Thanks to the alarm of his dog Key, Mr. Phuoc escaped in time when flames from a forest fire covered half of his house in Northern California.
Mr. Phuoc and his dog Key lost one eye in the fire. Photo: An Do.
“Why do you keep bothering me? Let me sleep!”, Mr. Nguyen Cong Phuoc lay on the bed and scolded the dog Key when he continuously scratched the bedroom door at 1 a.m. on October 9.
At three o’clock in the morning, the Chihuahua dog he had raised for the past 12 years barked even more fiercely, scratched continuously, trying to open the door, causing Mr. Phuoc to jump up and intend to scold the dog.
“When I opened the bedroom door, the fire had burned half of my living room. At that time, there was so much smoke, I couldn’t breathe anymore,” Mr. Phuoc told VnExpress.
Naked, he rushed out without having time to bring anything with him. “I left the house, there was fire all around,” Mr. Phuoc said. He wanted to go back into the house to get his wallet and important documents, but was stopped by a neighbor: “If you go in, you will die.” The living room then collapsed.
Located on a 12-hectare hill among the forests in Fountaingrove, near the city of Santa Rosa, Mr. Nguyen Cong Phuoc’s 4-bedroom villa costs more than one million USD.
But after just a few hours, the villa of this retired real estate developer turned to ashes. Two cars were stuck in the garage, the door could not be opened, but he was lucky to have a pickup truck parked outside the door.
Driving down the hill to escape the fire, he witnessed 5 hundred-year-old oak trees in the garden burned down in just 5 minutes. The deer he used to visit every day now ran through the forest in panic.
Mr. Phuoc, 67 years old, has lived in this hill area for 20 years. His wife passed away 12 years ago, and his two children work in Chicago. He only has his dog Key as a companion.
“If it weren’t for the dog, I would be ash,” he said, telling about his friend and his wife who recently died in their house due to a forest fire.
When he brought Key to the light, he discovered that he was blind in one eye due to flying fire. He is planning when things will calm down to have Key’s surgery. Mr. Phuoc said the dog is very smart and knows how to predict rain by yelping and scratching in the yard.
“My house now has nothing left,” Mr. Phuoc said while staying at the center of the Catholic church. However, this time he is very comfortable and does not have to worry about anything, because the insurance company is responsible for building him a new house on the ground of his old house.

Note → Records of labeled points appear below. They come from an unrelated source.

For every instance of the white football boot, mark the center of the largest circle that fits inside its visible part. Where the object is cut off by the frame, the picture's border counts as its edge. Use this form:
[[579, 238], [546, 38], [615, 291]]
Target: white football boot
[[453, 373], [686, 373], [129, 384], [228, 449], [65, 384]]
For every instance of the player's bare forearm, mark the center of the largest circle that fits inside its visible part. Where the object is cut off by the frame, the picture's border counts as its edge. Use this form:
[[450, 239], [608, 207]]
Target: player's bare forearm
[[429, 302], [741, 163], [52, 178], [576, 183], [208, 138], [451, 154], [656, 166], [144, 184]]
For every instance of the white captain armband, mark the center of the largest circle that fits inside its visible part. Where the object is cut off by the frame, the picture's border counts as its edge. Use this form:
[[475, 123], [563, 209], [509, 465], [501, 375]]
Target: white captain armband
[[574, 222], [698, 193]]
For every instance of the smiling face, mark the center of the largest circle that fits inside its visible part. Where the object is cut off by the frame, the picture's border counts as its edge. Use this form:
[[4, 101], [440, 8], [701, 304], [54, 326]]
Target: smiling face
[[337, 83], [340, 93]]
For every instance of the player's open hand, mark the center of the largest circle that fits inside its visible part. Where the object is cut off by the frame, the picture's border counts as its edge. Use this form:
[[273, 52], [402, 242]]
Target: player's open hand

Mr. Phuoc once paid home insurance worth $500,000. The new insurance company immediately signed a check for him for $5,000 to spend, and is currently looking for a house for him to temporarily live in until the new house is built.
The death toll in Northern California due to wildfires has reached 31, while hundreds of people are still missing, and 3,500 buildings were destroyed. This is the most serious forest fire disaster in state history. In Fountaingrove where Mr. Phuoc lives, at least 500 homes were destroyed, according to Press Democrat.
More than 8,000 firefighters and support forces are fighting the fires. “We are far from ending this disaster,” California Wildfire Management Agency Director Ken Pimlott said, according to CNN. The fire was still burning erratically on October 12, he said.